Senza Selsouli di mezzo, a Londra la favorita è Abeba Aregawi, etiope che si appresta a diventare svedese: 3’56”54 al Golden di Roma con ultimo giro micidiale, è nata una stella, un’altra. La finale si corre a ritmi processionari e sull’ultimo rettilineo sbucano due turche turche, nel senso che non sono né etiopi né kenyane dal passaporto stile nespresso. Vince Alptekin (che un mese prima, a St Denis, era finita seconda in 3’56”62), seconda è Gamze Bulut.

In tribuna stampa saettano sguardi sorpresi, corrono sorrisetti maliziosi, qualcuno si spinge a riesumare vecchie battute – oggi, ovviamente proibitissime - di Eddy Ottoz sull’uso di rasoi e creme da barba. Quelli che coltivano cifre e collezionano dati ricordano come è andata a finire con un’altra turca turca: Sureyya Ayhan 3’55”33 nel 2003, vicecampionessa mondiale a St Denis nello stesso anno, campionessa europea a Monaco di Baviera, destinataria di una moneta e di un francobollo da parte della zecca e del poligrafico dello stato di Ankara. Squalificata a vita.

In cinque anni sono cadute più teste che al tempo del Terrore: limitandoci a quanto capitò quella sera la situazione può essere così riassunta: Alptekin, che aveva già scontato 2 anni dal 2004, ne incamera altri 8, ne sconta la metà, prova a rientrare e visto che non c’è due senza tre (veramente di positività ne bastebbero due …), prende l’ergastolo. Nel frattempo il riesame dei test di Londra è fatale a Bulut. L’oro è della bella etiope-bahrainiana Maryam Yusuf Jamal.

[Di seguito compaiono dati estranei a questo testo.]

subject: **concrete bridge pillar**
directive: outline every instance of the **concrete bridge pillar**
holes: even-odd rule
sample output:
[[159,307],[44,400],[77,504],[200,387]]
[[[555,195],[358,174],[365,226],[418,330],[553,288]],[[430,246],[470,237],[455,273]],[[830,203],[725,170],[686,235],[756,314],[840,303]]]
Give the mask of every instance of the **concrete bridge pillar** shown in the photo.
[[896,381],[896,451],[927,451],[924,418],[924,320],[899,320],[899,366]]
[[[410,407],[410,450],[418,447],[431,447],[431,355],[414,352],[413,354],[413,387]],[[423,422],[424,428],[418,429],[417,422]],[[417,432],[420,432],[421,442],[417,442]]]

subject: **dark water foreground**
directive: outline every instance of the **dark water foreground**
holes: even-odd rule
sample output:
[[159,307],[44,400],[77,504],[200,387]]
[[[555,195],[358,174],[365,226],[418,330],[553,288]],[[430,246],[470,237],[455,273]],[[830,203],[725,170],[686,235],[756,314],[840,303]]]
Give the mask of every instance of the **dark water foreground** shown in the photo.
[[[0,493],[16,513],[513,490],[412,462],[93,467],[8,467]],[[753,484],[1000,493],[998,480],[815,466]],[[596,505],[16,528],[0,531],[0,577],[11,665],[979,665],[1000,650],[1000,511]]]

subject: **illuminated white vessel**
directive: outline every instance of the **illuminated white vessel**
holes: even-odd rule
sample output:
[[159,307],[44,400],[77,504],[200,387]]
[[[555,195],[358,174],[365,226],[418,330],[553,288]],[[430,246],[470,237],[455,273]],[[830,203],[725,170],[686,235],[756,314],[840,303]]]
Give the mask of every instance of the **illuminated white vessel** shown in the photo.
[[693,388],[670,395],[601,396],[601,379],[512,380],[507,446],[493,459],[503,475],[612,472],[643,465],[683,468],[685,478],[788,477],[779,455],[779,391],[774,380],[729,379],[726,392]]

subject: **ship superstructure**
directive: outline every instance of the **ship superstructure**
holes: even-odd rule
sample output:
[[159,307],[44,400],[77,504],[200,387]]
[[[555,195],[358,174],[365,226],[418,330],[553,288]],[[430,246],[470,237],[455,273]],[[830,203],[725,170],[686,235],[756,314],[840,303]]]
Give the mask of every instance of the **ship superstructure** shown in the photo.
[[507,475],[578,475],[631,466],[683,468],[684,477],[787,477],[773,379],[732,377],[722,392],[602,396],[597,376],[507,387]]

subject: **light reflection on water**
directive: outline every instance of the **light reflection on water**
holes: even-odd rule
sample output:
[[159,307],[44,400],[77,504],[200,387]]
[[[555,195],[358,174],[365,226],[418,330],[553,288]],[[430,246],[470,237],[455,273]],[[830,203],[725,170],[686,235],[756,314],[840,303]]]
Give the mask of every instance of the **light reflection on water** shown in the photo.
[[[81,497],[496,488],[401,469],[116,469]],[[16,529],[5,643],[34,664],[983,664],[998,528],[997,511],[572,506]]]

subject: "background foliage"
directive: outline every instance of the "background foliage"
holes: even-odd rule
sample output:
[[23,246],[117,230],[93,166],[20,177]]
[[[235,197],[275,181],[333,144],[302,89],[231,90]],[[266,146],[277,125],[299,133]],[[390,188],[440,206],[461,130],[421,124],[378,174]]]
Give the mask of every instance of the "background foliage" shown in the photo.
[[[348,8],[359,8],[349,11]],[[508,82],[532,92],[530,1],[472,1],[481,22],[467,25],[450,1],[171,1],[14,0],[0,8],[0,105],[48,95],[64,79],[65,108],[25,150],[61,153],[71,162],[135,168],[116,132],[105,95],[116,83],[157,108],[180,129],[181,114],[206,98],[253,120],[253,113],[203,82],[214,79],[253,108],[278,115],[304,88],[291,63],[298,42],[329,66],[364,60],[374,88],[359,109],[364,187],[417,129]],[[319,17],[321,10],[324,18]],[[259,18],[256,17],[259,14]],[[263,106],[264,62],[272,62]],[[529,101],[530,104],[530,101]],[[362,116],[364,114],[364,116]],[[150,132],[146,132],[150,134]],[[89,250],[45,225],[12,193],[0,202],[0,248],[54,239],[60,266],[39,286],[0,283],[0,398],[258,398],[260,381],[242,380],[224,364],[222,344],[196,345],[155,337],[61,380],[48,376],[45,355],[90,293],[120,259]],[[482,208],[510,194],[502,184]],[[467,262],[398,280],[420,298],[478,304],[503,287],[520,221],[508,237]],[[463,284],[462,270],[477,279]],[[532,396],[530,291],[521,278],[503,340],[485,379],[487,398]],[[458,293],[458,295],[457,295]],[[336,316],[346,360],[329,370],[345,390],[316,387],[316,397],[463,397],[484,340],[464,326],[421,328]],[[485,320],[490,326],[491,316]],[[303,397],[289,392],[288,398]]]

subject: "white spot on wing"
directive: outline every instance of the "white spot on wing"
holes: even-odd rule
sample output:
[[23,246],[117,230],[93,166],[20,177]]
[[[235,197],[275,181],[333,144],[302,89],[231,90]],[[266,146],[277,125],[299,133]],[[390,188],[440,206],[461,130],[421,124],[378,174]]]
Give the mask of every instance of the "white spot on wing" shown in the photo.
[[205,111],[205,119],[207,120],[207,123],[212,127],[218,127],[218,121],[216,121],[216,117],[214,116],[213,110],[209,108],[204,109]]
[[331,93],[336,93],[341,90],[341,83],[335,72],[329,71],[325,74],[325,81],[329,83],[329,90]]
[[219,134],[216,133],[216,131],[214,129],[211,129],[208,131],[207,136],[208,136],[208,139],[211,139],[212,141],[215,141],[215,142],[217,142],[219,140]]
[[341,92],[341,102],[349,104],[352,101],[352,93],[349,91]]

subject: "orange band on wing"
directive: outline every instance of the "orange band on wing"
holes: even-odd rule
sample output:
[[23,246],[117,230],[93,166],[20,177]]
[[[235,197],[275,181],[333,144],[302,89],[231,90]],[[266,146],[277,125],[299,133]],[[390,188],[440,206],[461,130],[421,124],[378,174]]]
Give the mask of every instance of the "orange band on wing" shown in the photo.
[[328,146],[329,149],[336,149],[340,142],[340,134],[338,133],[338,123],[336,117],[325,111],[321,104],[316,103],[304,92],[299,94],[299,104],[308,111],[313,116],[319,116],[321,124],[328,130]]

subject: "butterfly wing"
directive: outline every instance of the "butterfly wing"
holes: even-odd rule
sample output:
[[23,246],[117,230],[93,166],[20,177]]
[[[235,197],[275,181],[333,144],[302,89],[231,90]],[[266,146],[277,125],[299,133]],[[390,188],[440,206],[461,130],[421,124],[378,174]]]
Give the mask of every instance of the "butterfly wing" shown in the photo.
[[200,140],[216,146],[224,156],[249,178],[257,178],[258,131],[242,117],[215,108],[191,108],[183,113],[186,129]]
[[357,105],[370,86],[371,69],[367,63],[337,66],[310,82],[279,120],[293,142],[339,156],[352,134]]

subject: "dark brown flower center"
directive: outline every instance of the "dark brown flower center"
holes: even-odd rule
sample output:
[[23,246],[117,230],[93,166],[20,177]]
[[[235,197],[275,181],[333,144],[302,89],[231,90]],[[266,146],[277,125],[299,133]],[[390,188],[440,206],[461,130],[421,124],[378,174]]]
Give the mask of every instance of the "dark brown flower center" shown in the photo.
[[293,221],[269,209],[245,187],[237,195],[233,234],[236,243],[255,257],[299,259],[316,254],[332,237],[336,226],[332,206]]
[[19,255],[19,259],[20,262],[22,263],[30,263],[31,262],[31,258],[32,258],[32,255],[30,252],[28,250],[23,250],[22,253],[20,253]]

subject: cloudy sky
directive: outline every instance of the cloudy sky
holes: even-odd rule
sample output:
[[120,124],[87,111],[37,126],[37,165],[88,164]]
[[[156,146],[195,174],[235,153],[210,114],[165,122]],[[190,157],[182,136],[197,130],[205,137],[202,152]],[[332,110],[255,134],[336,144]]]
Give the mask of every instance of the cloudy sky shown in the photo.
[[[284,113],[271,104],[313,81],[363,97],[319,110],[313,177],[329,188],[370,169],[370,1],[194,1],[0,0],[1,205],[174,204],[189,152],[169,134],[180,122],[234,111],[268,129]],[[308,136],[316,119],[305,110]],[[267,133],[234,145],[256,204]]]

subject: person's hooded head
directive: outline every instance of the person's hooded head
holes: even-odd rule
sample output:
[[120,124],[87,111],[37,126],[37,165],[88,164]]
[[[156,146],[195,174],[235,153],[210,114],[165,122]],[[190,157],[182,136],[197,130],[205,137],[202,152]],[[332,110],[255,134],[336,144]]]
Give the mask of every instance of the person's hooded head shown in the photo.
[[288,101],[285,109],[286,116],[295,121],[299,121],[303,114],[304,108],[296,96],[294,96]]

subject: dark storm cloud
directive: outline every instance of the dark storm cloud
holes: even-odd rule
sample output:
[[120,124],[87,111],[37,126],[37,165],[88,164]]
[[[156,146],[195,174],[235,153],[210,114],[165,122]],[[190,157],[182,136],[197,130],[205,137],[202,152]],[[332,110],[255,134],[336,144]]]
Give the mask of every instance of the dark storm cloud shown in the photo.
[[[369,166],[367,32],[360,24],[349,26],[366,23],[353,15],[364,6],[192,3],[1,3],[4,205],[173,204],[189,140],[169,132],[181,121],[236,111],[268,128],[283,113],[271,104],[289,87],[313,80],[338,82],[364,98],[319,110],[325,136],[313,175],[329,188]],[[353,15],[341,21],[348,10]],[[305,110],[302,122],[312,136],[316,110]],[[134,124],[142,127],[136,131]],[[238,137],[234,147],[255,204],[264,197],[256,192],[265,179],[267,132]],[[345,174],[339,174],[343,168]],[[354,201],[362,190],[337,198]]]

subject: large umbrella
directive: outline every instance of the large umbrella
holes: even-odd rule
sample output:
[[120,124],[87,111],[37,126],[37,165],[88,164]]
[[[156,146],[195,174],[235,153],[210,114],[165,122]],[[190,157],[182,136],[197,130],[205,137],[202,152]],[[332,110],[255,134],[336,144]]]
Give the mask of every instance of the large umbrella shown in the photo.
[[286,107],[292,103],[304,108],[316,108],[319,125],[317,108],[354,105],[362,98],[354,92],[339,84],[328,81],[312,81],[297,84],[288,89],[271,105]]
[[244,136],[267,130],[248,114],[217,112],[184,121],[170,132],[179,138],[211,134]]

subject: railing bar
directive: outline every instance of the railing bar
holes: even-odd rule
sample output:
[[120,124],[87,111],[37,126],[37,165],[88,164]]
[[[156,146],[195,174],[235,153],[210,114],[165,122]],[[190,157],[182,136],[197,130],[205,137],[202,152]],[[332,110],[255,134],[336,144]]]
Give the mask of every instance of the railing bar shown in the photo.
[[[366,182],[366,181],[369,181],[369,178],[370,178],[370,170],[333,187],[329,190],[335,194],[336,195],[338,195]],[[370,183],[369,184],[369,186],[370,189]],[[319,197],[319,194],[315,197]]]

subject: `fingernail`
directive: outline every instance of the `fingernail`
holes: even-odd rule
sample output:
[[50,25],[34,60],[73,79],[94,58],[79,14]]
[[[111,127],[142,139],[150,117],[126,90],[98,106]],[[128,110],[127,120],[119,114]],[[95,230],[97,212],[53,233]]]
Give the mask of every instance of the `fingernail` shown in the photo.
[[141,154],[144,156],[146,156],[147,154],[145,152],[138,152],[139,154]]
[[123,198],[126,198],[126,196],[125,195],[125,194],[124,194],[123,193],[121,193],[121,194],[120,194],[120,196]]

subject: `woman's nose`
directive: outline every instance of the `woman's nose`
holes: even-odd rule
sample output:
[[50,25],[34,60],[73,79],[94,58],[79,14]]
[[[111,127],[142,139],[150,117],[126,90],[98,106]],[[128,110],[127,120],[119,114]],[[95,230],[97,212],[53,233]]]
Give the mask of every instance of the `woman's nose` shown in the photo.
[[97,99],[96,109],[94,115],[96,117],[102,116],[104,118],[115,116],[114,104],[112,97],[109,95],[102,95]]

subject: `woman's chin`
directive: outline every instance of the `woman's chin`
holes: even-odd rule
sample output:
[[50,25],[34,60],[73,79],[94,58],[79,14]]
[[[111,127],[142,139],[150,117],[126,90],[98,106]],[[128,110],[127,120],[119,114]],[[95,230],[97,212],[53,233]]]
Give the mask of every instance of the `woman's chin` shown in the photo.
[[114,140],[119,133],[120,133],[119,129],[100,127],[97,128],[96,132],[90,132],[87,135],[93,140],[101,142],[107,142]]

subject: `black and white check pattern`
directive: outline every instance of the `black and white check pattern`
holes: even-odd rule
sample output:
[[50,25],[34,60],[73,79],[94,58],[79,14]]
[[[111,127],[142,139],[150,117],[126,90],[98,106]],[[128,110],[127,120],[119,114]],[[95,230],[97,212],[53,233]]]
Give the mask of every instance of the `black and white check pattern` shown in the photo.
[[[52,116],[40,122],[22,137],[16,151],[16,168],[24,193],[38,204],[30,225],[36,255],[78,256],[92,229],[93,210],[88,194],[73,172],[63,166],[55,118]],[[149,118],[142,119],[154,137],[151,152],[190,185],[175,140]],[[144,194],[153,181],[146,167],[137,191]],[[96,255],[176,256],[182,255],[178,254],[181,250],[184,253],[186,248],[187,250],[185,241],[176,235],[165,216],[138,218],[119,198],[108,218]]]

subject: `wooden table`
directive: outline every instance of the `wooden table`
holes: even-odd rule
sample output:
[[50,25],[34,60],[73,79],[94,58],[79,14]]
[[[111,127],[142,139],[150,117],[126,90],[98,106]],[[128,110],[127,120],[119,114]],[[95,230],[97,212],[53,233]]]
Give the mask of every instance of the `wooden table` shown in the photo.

Ma la riscrittura del podio e della classifica risulta impervia. Tatyana Tomashova, terza, già sospesa nel 2008 per esser “intervenuta” sul suo campione di pipì, finisce nel grande calderone russo, così come Yekaterina Kostetskaya, nona. La ripetizione dei test con nuove tecnologie è fatale anche alla bielorussa Natalia Koreyvo, settima. E la grande favorita? Quella sera Abeba Aregawi non finisce meglio che quinta. Alla luce delle scosse telluriche subite dalla gara, dovrebbe essere seconda ma nel 2016 finisce nella rete per uso di meldonium ed è a quel punto che vengono in superficie le vitamine.

Al tirare delle somme, si salvano Jamal, l’americana Shannon Rowbury, sesta, e la slovacca Lucia Klocova, ottava, Morgan Uceny, americana, non finì la gara. Un vero peccato: quando daranno l’ultima risistemata potrebbe toccarle la medaglia di legno.